Library
This is a high-level summary of this library’s implemented functionality.
For actual code documentation, check out our [API Pages](https://theminefreak23.github.io/fairreckitlib).
For details on how to extend this library, see our [wiki guides](https://github.com/TheMinefreak23/fairreckitlib/wiki).
Recommender System
Top level API intended for use by applications. The system owns several (grouped) factories for available datasets/data modifiers/algorithms/metrics which are modular and extendable. Computations are done multithreaded and supports functionality for:
- Aborting an active computation
- Running a new experiment, both from code as from a configuration file
- Validating an existing experiment for an additional number of runs
- JSON compatible availability of the factories
Events
Centralised event dispatcher supporting multiple event listeners. Numerous events are available and categorised under:
- Configuration parsing
- Errors
- IO
- Data Pipeline
- Model Pipeline
- Evaluation Pipeline
- Experiment Pipeline
Data
Abstract dataset and registry to define available sets.
Processors
Data (pre)processors for various movie and music datasets into a standard format:
- ML-100K (user-movie-rating)
- ML-25M (user-movie-rating)
- LFM-360K (user-artist-count)
- LFM-1B (user-artist-count)
- LFM-2B (user-artist-count, user-track-count)

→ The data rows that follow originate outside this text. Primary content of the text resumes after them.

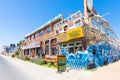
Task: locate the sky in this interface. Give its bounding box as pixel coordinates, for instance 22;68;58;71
0;0;120;46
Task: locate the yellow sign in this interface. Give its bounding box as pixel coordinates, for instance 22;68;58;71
57;27;84;42
66;27;84;40
57;33;67;42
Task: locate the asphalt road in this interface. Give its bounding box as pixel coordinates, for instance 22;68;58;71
0;56;33;80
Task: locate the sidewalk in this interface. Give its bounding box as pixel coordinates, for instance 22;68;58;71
3;56;120;80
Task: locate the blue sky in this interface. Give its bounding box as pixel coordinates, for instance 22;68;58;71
0;0;120;45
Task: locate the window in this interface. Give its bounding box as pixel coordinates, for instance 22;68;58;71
75;19;82;27
47;27;51;33
68;43;74;53
35;33;38;38
63;25;68;31
32;35;35;39
40;30;44;36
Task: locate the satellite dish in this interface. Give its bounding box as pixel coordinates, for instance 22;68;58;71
87;0;93;11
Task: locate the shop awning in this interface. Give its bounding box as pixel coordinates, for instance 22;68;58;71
22;42;40;49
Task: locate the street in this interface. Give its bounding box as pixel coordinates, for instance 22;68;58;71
0;56;32;80
0;55;120;80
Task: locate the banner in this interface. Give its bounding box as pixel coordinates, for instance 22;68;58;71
66;27;84;40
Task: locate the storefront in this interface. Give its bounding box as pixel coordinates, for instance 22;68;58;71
57;26;87;54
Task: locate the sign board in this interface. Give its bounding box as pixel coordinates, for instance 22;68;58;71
66;27;84;40
57;55;66;72
57;33;67;42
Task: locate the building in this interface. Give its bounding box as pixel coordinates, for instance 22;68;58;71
22;14;63;57
22;0;120;67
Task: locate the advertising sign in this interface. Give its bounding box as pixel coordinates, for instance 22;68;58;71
57;55;66;72
57;33;67;42
66;27;84;40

All the dataset have at least one matrix available, whereas the latter two datasets also have the possibility to generate additional matrices (e.g. user-album-count).
Filtering
Abstract data filters that are dynamically determined for each available dataset-matrix pair.
Applying filters occurs in multiple passes, where each pass is a list of sequentially applied filters. All passes are merged, making the creation of custom subgroups endlessly.
Rating conversion
Abstract matrix rating converter to modify the existing ratings of a matrix. These are also dynamically determined for each available dataset-matrix pair.
Splitting
Abstract data splitter to divide a dataset into a train and test set.
Separate factory to define available splitting methods.
- Random splitting
- Temporal splitting
Data Pipeline
- Dataset matrix loading
- Dataset matrix filtering
- Dataset matrix rating conversion
- Dataset matrix train-test splitting
Model algorithm
Base algorithm interface, divided into predictors and recommenders.
Separate factories to define available algorithms for various APIs.
Implicit recommenders
- AlternatingLeastSquares
- BayesianPersonalizedRankings
- LogisticMatrixFactorization
LensKit predictors/recommenders
- Biased Matrix Factorization
- Implicit Matrix Factorization
- ItemItem KNN
- PopScore
- Random (recommender only)
- UserUser KNN
Surprise predictors/recommenders
- BaselineOnly (ALS and SGD)
- CoClustering
- KNNBaseline (ALS and SGD)
- KNNBasic
- KNNWithMeans
- KNNWithZScore
- NMF (Non-negative Matrix Factorization)
- NormalPredictor
- SlopeOne
- SVD (Funk)
- SVDpp
Model Pipeline
- Algorithm loading with parameters
- Algorithm training with a train set
- Algorithm testing with a test set and saving the results to a tsv file
- User item predictions for known ratings
- User topK item recommendations
- Reconstructing the original ratings from the train- and test-set that was used.
Evaluation
Base metric interface divided into several metric categories: accuracy, rating and coverage.
Separate (category) factories to define available metrics.
LensKit accuracy metrics
- NDCGK
- PK
- RK
- MRR
LensKit rating metrics
- RMSE
- MAE
Rexmex coverage metrics
- Item coverage
- User coverage
Rexmex rating metrics
- MSE
- MAPE
Evaluation Pipeline
- Metric loading with parameters
- Evaluation sets loading
- Evaluation sets filtering
- Metric evaluates the computed item results and saving it to a JSON file
Experiment
For both prediction and recommendation experiment, it supports:
- One or more datasets
- One or more algorithms
- Zero or more metrics
Experiment configuration
Experiments can be specified using two types of configurations, which are interchangeable:
1. Python Dataclasses
2. YML file
Configurations are parsed to handle erroneous input and where possible to use defaults.
Experiment pipeline
Connects the data, model and evaluation pipelines to conduct an experiment.
Experiment threading
The experiment pipeline(s) can be run on a separate thread, making it possible to abort the computation when requested by the user.